ROMA, 4 luglio (Reuters) - L'Italia ha "prospettive di crescita ancora deboli, un tasso di disoccupazione inaccettabile e un market sentiment ancora fragile".

Al termine della visita annuale ex Article IV, il Fondo monetario internazionale (Fmi) peggiora a -1,8 da -1,5% la stima sul Pil italiano del 2013 e migliora a +0,7% da +0,5% la previsione per il 2014.

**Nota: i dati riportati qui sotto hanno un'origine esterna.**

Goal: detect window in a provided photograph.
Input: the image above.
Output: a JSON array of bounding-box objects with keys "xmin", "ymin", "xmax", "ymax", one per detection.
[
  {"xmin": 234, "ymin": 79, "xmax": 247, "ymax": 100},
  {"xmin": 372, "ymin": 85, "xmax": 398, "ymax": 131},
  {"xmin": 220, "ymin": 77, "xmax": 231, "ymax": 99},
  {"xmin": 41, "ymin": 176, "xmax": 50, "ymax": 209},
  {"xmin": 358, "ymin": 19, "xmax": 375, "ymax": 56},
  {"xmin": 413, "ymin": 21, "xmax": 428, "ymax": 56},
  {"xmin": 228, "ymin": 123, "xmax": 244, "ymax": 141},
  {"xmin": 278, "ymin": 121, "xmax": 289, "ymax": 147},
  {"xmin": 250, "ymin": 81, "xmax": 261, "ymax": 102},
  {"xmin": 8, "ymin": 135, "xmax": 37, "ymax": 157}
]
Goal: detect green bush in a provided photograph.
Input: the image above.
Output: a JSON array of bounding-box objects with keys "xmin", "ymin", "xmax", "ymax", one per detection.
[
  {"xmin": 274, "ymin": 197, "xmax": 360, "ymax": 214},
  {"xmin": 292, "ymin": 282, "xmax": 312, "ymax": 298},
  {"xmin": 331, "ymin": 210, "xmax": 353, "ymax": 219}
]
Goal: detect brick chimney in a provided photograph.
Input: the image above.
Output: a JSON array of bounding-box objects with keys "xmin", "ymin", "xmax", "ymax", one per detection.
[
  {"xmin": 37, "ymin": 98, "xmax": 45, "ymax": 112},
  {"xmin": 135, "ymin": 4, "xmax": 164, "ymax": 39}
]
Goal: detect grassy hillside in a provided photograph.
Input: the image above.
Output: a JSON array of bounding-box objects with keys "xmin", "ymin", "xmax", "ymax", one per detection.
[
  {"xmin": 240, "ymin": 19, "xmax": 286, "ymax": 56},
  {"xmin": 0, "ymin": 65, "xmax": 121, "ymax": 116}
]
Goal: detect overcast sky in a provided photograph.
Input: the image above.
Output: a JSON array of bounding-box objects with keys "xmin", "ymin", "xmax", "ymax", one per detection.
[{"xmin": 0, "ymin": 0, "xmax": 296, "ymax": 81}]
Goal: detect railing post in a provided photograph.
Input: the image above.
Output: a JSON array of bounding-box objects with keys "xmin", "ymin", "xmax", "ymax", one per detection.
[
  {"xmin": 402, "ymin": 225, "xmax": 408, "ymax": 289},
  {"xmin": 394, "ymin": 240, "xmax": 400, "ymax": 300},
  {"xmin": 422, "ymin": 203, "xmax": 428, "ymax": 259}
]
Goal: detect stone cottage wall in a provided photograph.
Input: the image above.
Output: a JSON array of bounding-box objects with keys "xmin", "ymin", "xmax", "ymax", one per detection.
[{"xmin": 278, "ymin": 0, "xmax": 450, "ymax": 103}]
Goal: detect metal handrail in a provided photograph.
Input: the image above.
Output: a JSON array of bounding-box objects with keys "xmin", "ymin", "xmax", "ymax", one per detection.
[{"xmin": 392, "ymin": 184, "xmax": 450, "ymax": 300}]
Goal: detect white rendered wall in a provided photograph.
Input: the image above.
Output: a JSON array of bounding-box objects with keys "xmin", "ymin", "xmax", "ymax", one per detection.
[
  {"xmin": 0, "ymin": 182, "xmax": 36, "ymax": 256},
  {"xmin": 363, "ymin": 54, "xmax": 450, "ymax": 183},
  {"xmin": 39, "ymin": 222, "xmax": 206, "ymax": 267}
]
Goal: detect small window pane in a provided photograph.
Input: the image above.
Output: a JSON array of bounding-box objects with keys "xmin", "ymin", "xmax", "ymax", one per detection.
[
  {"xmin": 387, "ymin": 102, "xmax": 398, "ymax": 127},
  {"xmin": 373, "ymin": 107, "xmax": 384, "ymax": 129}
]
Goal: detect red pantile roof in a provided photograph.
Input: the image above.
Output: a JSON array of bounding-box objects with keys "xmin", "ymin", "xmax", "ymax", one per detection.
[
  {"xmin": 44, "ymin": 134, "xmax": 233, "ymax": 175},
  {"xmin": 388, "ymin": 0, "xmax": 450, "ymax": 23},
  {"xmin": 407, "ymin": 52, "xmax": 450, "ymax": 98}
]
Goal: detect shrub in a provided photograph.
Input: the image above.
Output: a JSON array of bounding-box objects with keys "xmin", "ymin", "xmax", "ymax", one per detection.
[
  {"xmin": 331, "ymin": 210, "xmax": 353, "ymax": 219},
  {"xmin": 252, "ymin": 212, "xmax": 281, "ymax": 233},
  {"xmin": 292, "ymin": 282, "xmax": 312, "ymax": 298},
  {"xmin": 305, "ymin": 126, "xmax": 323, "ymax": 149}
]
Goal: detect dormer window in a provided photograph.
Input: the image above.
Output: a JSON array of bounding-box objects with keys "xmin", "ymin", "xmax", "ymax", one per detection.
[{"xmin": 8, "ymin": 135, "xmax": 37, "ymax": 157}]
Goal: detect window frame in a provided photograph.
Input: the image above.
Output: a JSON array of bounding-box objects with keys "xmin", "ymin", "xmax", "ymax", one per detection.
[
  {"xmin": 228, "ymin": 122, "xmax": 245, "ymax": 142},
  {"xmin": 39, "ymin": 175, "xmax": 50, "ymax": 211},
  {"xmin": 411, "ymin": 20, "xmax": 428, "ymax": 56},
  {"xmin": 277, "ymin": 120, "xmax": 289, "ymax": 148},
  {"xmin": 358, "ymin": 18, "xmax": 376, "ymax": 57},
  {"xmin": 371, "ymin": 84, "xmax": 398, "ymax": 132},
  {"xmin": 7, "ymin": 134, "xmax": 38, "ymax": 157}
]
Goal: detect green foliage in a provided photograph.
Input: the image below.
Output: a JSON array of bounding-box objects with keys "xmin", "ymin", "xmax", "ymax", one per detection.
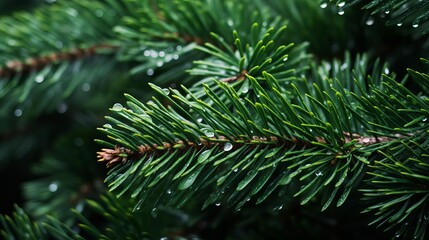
[
  {"xmin": 0, "ymin": 206, "xmax": 83, "ymax": 240},
  {"xmin": 0, "ymin": 0, "xmax": 429, "ymax": 239},
  {"xmin": 321, "ymin": 0, "xmax": 429, "ymax": 34},
  {"xmin": 0, "ymin": 0, "xmax": 124, "ymax": 67}
]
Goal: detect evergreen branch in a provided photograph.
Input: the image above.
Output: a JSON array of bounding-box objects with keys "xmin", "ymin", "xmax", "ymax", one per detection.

"I rischi per le prospettive dell'economia sono orientati al ribasso" e l'Italia "è lontana dall'aver concluso" il cammino delle riforme strutturali, spiegano gli economisti di Washington.

"Rallentamenti, anche a livello europeo, potrebbero minare la fiducia del mercato, intensificare le pressioni sulle banche e ridurre il credito", dice il Fondo sottolineando che, nonostante il forte consolidamento fiscale del 2012, quest'anno il rapporto debito/Pil dovrebbe essere "significativamente più alto di un anno fa".

Per abbattere il debito, secondo il Fondo, "è estremamente importante accelerare il programma di privatizzazioni, specialmente a livello locale".